Community delivers food essentials to the North one container at a time

27 May 2021

Appears in: Archdiocesan News

A beautifully painted shipping container filled with non-perishable food and goods is headed for a permanent home beside Holy Name of Mary Church in a remote Arctic community.

And Grace Blake couldn’t be happier.

“Families here, especially during this COVID time, have been very much in need. We are an isolated community so we don’t get the type of groceries we need on a regular basis,” said Blake, a Gwich’in elder and lifelong parishioner of Holy Name of Mary Church in Tsiighetchic, located in the Inuvik region of the Northwest Territories.

Grace Blake

The 200-person community does not have an airport and relies on ferries for access in summer or two ice bridges in the winter. In the spring and fall, the road into town is closed due to break-up and freeze-up.

“Right now we are isolated from the highway because the McKenzie River is flowing with ice and it’s like that for about a month and a half in the spring and fall, so we have no way of going to bigger centres to shop; whatever we can get from our store plus the free donations help,” said Blake, a recently widowed mother of eight and grandmother to 21 children.

Holy Name of Mary Church is located in the Diocese of Mackenzie-Fort Smith, which is twinned with the Edmonton Archdiocese.

This is the eighth hand-painted shipping container to serve nine northern communities as part of the North of 60 Project, an initiative of the Society of St Vincent de Paul Western Region.

Emma Wang is a member of Anchor, the youth group at St. Thomas More parish.

And this is the second time Emma Wang and her friends in the Anchor youth group at St. Thomas More Parish in Edmonton have hand-painted a mural on the side of one of these shipping containers.

“I hope it helps other people and their faith. We don’t usually do these kinds of service projects; it was really fun,” said Wang, a Grade 11 student.

Seven high school youth met for eight two-hour blocks over three weeks to paint the mural.  Two years ago the same youth group painted a shipping container that was sent to Fort Good Hope, N.W.T.

St. Thomas More parishioner Sara Dimitri facilitated both times.

“God is truth, beauty and goodness and hopefully by providing some beauty on the sea container it can be a reflection of God’s beauty,” Dimitri said.

Sara Dmitri

The Tsiighetchic community asked the youth group to paint a portrait of Our Lady of Lourdes, the namesake of the parish, and Holy Name of Mary Church on a cliff overlooking the river valley.

The sea container is slated to arrive in Tsiighetchic in August. It will travel by truck from Edmonton to Hay River, then transfer onto a barge, which travels down the McKenzie River, emptying into the Beaufort Sea. The Northwest Territories government donated the transportation.

Food prices in communities north of the 60th parallel can be exorbitant and further enshrine communities in poverty, which is a major concern in the north.

The North of 60 Project began 10 years ago with the help of the late Eileen Orysiuk of Calgary and Sister Fay Trombley, who is based in Tuktoyaktuk, N.W.T, to provide food security to northern communities. Sister Trombley, a Sister of Charity of the Immaculate Conception, is a former professor at Newman Theological College in Edmonton.

Sister Fay Trombley, based in Tuktoyaktuk, N.W.T., helped start the North of 60 Project.

“We only have two rules in our program,” said Peter Ouellette, the team lead for the North of 60 project. “Once we start with a community we will not pull out, so we have to continue to develop the rapport and work toward systemic change. The other rule is we don’t ship anything unless they ask for it.”

In a normal year the North of 60 team would solicit churches for food donations to bring them alongside the service project, but that was not possible during COVID. Powdered milk, dehydrated fruits and vegetables and cooking oil were donated from wholesalers or purchased with funds donated from the Knights of Columbus or SSVP chapters.

The goods inside the shipping container should last for a year and will be shared between Tsiighetchic and Fort McPherson, a hamlet about 60 kilometres west. This sea container will remain permanently next to Holy Name of Mary Church as a storage facility.

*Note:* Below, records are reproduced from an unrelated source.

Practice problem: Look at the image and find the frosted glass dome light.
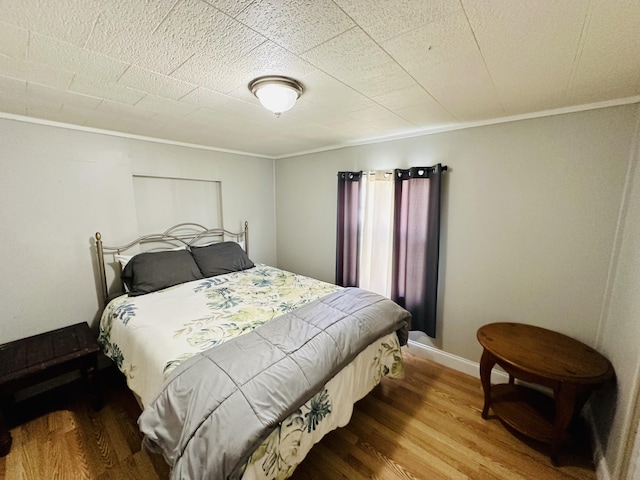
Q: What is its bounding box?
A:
[249,76,303,117]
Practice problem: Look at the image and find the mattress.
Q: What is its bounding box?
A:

“We are not trying to feed the community, we are giving the community some security. Each of the communities have their own stores and we have no intention of competing with those stores. In the event the airplanes can’t fly for three weeks due to terrible weather then there is nothing on the shelves,” said Ouellette.

Blake said the general store in Tsiighetchic does not stock fresh fruit and vegetables on a regular basis year round and this is something she’d like to see change, possibly through government programs.

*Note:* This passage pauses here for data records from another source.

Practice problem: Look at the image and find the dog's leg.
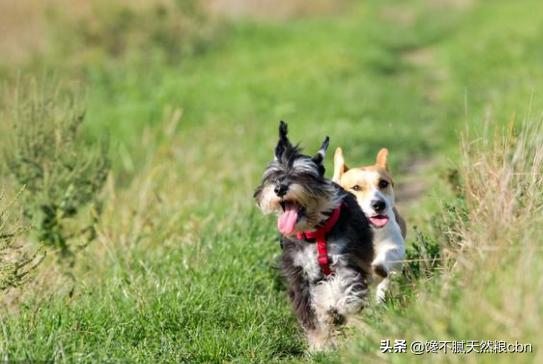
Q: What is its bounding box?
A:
[375,277,390,303]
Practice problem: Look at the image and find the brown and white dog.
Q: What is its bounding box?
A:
[333,148,406,302]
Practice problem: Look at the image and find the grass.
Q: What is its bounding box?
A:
[0,1,543,362]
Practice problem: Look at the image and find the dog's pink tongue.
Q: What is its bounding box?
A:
[277,204,298,235]
[370,215,388,227]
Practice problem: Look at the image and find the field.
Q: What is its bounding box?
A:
[0,0,543,363]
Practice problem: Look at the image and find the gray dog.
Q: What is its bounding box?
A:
[254,121,373,350]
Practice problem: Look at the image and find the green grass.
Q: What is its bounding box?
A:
[0,1,543,362]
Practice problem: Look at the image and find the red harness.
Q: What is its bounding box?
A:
[296,205,342,275]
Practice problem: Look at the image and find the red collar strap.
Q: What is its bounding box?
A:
[296,205,342,275]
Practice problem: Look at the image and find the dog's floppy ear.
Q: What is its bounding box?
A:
[375,148,388,171]
[332,147,349,183]
[312,137,330,164]
[275,120,292,159]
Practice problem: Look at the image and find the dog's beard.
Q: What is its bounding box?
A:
[258,183,341,236]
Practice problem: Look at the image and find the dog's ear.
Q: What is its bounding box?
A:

The traditional diet of the Gwich’in largely consists of fresh white fish, cariboo and moose meat. Growing up Blake ate a variety of berries and wild rhubarb in the summer.

The Tsiighetchic community asked the youth group to paint a portrait of Our Lady of Lourdes, the namesake of the parish, and Holy Name of Mary Church on a cliff overlooking the river valley.

Blake said she and her community are grateful for the effort of the SSVP Edmonton chapter and the North of 60 project.

“The St Vincent de Paul group sends us dried goods and foods that are not perishable and people truly appreciate that.”